Bien sûr, ça allait de soi. Avec les vertèbres brisées, le moindre mouvement peut vous être fatal, si vous n’êtes pas déjà mort. Des années plus tôt, dans un hôpital, elle avait vu une jeune fille avec la colonne vertébrale cassée. Elle s’en souvenait, maintenant. Le corps de la jeune fille était attaché à un énorme cadre en aluminium. De temps en temps, une infirmière bougeait le cadre pour changer la jeune fille de position. C’est ce que vous allez me faire ?
Il recommençait à parler, mais cette fois, il était plus loin. Elle pressait le pas à travers la jungle, elle se rapprochait, le grondement de la rivière s’amplifiait. Il disait...
— ... Bien sûr que nous pouvons faire des radios, des analyses, mais vous devez comprendre que son état est désespéré. La partie postérieure de la boîte crânienne a subi une grave lésion. Le cerveau est apparent et présente un hématome qui ne sera plus résorbable dans les heures qui viennent...
Salaud, tu m’as tuée. Tu m’as écrasée contre ce mur. Si je pouvais mouvoir ne serait-ce qu’une infime partie de moi-même – mes paupières, mes lèvres. Mais je suis emmurée. Je n’ai plus de corps et pourtant j’y suis emmurée ! Quand j’étais petite, c’est ainsi que j’imaginais la mort : enterré vivant, sans yeux pour voir, sans bouche pour crier. Et les années passaient, interminablement...
Ou alors, on errait dans le royaume crépusculaire en compagnie des spectres, se croyant vivant alors qu’on était mort. Mon Dieu, je veux savoir si je suis morte et je veux savoir quand.
Ses lèvres. Une sensation ténue. Quelque chose d’humide, de chaud. On lui entrouvrait les lèvres. Mais il n’y avait personne ici, non ? Ils étaient dehors dans le couloir, et la chambre était vide. Elle aurait su si quelqu’un avait été là. Et pourtant elle pouvait maintenant sentir le chaud liquide couler dans sa bouche.
Qu’est-ce que c’est ? Que me donnez-vous ? Je veux rester lucide.
Dors, mon aimée.
Non, je ne veux pas. Je veux sentir la mort venir. Je veux savoir !

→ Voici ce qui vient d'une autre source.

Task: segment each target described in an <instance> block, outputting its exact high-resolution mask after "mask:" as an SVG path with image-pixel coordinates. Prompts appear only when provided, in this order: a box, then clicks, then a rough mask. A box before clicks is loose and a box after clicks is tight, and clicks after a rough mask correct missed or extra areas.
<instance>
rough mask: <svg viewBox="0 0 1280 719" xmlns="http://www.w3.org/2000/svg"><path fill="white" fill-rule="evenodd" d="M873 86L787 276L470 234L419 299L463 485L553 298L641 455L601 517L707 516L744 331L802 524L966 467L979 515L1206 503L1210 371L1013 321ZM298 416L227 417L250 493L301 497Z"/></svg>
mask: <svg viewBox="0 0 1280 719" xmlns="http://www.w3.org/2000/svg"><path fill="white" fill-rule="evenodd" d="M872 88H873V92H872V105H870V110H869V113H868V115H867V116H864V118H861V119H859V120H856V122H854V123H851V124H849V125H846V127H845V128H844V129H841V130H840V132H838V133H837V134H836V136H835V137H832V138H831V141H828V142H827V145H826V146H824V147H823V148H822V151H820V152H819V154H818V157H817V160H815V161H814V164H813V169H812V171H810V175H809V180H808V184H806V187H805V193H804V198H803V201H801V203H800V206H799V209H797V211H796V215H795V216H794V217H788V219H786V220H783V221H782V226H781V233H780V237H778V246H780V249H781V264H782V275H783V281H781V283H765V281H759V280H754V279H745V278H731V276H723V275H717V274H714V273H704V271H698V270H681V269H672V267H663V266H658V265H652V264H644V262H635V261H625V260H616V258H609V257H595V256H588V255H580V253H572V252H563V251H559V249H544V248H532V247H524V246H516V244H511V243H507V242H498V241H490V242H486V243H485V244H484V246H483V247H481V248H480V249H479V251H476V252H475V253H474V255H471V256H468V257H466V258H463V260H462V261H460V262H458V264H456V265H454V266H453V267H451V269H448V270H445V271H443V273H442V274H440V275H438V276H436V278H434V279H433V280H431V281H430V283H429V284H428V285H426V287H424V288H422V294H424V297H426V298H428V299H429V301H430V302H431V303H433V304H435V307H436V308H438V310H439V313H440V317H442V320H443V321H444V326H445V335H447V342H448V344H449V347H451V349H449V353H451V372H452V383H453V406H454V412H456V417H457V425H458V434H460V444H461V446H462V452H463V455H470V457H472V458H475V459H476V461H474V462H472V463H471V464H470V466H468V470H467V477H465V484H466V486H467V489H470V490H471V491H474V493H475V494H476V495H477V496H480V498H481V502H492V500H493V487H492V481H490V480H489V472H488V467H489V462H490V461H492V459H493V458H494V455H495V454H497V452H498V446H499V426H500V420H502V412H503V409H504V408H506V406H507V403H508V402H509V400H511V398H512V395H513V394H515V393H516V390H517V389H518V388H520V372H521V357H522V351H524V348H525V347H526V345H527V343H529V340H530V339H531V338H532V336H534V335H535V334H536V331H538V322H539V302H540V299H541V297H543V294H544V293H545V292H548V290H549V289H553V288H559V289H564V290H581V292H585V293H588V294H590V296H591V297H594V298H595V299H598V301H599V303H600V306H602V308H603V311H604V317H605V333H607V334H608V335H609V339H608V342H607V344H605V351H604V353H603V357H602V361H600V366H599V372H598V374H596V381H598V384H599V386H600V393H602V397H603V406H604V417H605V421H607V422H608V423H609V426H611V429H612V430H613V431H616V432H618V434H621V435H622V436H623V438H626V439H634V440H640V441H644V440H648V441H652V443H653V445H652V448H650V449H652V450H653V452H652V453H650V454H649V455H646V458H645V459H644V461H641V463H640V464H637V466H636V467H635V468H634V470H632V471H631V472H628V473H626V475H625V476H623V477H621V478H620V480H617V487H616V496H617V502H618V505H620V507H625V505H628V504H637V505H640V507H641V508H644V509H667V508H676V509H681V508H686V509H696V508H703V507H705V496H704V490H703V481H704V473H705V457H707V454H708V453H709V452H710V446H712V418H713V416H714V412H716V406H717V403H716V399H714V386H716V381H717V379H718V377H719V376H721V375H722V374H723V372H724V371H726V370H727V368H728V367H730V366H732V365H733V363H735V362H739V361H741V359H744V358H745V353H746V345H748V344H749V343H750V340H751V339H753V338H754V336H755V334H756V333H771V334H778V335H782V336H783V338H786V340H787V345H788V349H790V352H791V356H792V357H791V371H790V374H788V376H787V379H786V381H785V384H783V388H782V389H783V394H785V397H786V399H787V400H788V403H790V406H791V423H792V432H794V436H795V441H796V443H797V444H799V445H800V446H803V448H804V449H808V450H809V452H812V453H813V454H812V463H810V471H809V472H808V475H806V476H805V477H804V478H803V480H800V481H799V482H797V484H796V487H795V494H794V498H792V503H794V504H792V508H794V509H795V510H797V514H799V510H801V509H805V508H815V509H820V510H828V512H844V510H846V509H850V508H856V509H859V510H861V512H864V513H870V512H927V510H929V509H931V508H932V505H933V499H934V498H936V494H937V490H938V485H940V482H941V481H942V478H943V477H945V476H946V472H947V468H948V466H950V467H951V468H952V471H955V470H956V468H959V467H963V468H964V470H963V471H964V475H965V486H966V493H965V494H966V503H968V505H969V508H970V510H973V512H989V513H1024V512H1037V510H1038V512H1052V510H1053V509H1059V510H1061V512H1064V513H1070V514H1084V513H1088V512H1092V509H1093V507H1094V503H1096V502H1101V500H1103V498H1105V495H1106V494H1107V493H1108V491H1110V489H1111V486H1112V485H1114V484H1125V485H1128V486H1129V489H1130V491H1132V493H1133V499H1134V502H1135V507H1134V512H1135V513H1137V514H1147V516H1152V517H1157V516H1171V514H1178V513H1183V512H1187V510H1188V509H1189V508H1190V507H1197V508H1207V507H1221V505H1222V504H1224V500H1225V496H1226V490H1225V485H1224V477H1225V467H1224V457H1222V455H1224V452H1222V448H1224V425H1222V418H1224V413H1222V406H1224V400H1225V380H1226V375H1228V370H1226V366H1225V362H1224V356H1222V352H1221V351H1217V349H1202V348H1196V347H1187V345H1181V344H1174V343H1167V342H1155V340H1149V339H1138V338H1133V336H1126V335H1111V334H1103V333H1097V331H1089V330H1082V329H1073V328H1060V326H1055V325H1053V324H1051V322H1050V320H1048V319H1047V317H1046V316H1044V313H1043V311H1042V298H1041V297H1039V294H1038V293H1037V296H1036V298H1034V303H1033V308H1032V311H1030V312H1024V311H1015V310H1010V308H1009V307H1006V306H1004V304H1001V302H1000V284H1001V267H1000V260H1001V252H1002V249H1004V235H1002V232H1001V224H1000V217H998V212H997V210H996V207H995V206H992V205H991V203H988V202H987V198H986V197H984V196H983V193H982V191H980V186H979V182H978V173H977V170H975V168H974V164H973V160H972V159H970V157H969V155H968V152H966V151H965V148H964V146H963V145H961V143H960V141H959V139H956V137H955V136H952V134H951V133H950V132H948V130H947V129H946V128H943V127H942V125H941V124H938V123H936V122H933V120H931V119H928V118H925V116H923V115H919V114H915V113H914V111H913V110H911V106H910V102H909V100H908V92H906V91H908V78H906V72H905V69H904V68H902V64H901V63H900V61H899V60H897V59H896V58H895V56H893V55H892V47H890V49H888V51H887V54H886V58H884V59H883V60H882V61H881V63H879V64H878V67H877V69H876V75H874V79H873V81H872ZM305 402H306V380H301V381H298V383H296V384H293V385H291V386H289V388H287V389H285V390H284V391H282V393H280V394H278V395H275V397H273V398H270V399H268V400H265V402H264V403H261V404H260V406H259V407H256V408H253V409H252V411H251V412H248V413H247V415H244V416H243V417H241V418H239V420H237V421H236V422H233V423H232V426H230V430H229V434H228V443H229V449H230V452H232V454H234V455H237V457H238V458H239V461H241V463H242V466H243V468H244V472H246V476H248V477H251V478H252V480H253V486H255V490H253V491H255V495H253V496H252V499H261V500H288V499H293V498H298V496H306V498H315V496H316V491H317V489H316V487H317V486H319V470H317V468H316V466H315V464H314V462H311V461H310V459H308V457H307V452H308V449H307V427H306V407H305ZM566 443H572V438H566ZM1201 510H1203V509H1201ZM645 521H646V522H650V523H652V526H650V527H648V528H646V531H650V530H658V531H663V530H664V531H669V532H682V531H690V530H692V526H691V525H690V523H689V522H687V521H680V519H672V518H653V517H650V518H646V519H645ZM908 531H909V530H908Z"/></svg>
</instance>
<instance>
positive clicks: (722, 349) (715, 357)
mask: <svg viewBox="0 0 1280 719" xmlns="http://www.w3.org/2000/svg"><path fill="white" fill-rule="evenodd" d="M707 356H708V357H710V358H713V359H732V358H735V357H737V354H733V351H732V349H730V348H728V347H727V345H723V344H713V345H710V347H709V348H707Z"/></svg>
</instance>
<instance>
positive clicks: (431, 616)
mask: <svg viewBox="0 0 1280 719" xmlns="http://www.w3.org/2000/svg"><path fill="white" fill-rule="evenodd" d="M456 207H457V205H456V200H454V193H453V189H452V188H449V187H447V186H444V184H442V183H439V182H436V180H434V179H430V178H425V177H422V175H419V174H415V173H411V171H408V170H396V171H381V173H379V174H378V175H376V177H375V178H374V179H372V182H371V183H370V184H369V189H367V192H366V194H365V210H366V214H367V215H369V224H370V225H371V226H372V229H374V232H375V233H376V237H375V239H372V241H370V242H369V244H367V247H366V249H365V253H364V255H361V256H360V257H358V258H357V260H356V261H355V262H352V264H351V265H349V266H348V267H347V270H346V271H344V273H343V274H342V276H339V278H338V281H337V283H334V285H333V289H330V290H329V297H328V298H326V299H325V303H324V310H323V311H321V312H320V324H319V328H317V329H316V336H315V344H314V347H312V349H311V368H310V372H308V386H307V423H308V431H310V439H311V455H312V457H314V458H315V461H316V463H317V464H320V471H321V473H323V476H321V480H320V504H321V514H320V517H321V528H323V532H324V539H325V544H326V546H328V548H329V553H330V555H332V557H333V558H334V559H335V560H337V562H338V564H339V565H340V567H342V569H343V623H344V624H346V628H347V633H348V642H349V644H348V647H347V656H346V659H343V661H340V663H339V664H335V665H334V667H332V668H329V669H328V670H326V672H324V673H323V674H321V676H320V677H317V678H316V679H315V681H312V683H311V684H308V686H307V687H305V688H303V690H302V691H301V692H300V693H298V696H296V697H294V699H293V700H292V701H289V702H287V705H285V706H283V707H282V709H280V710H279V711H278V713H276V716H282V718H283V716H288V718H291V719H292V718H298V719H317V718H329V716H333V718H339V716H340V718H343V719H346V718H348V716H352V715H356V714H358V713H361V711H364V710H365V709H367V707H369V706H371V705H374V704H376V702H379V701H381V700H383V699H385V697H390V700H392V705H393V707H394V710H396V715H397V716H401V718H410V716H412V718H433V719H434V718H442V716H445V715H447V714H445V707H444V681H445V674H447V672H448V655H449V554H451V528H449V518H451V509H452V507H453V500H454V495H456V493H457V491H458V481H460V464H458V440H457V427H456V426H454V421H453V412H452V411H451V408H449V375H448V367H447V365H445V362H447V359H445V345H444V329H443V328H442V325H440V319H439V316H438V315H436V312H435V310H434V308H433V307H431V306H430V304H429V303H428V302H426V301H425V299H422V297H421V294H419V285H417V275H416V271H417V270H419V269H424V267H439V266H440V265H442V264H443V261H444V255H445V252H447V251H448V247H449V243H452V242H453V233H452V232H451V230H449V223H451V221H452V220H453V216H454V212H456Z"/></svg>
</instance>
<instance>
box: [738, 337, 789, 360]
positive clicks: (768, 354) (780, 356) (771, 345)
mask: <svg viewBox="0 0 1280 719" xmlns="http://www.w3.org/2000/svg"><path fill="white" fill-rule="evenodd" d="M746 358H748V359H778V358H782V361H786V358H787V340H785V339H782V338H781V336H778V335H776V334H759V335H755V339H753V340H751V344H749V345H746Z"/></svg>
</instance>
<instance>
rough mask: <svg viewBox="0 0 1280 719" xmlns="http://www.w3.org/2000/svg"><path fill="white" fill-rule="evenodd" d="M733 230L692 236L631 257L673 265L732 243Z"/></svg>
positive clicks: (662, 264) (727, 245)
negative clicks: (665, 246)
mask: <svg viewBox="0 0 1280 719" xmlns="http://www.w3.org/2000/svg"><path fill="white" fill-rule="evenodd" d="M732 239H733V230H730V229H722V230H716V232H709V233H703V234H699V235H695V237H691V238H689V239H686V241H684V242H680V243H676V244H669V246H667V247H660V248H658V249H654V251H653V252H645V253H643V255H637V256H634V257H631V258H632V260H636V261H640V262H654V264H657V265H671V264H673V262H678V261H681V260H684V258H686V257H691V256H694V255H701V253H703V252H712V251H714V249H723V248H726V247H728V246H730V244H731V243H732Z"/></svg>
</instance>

Mais le liquide remplissait sa bouche et elle l’avalait. Les muscles de sa gorge réagissaient encore ! Ce goût délicieux, un peu salé, elle le connaissait ! Elle connaissait cette divine sensation qui lui chatouillait le palais. Elle déglutit plus énergiquement. Elle pouvait sentir la peau de son visage s’animer, la brise qui la frôlait. Une douce chaleur descendait le long de son épine dorsale, de ses jambes, de ses bras, suivant exactement le même chemin que la douleur un peu plus tôt, et tous ses membres semblaient reprendre vie.
Dors, ma bien-aimée.
Sa nuque la picotait, et ce picotement se propagea jusqu’à la racine de ses cheveux.
Ses genoux étaient contusionnés, mais ses jambes n’étaient pas touchées, elle pourrait remarcher ; et le drap était soudain lourd et rêche sous ses doigts. Elle eut envie de se redresser, mais il était encore trop tôt pour essayer.
D’autant qu’on la soulevait du lit, qu’on l’emportait.
Mieux valait dormir, à présent. Car si c’était ça la mort... eh bien, elle n’avait rien contre. Les voix à peine audibles, les hommes qui discutaient, se querellaient, quelle importance maintenant. Il lui sembla que David l’appelait. Mais que voulait-il qu’elle fasse ? Qu’elle meure ? Le docteur menaçait d’appeler la police. Qu’aurait pu faire la police ? La situation était presque comique.
Ils descendirent un escalier interminable. Un souffle d’air frais la caressa.
Le bruit de la circulation s’intensifia, un autobus gronda tout près. Elle n’avait jamais aimé ce vacarme, mais en cet instant, il lui sembla aussi pur que la chanson du vent. Le même balancement que tout à l’heure, comme si elle était étendue dans un berceau. Elle sentit une secousse quand la voiture démarra, puis le roulis lent et égal. Miriam était là, et Miriam voulait que Jesse la regarde, mais Jesse était trop fatiguée.
— Je ne veux pas venir, Mère.
— Jesse, je t’en prie. Il n’est pas trop tard. Tu peux encore me rejoindre.
Comme David quand il l’avait appelée.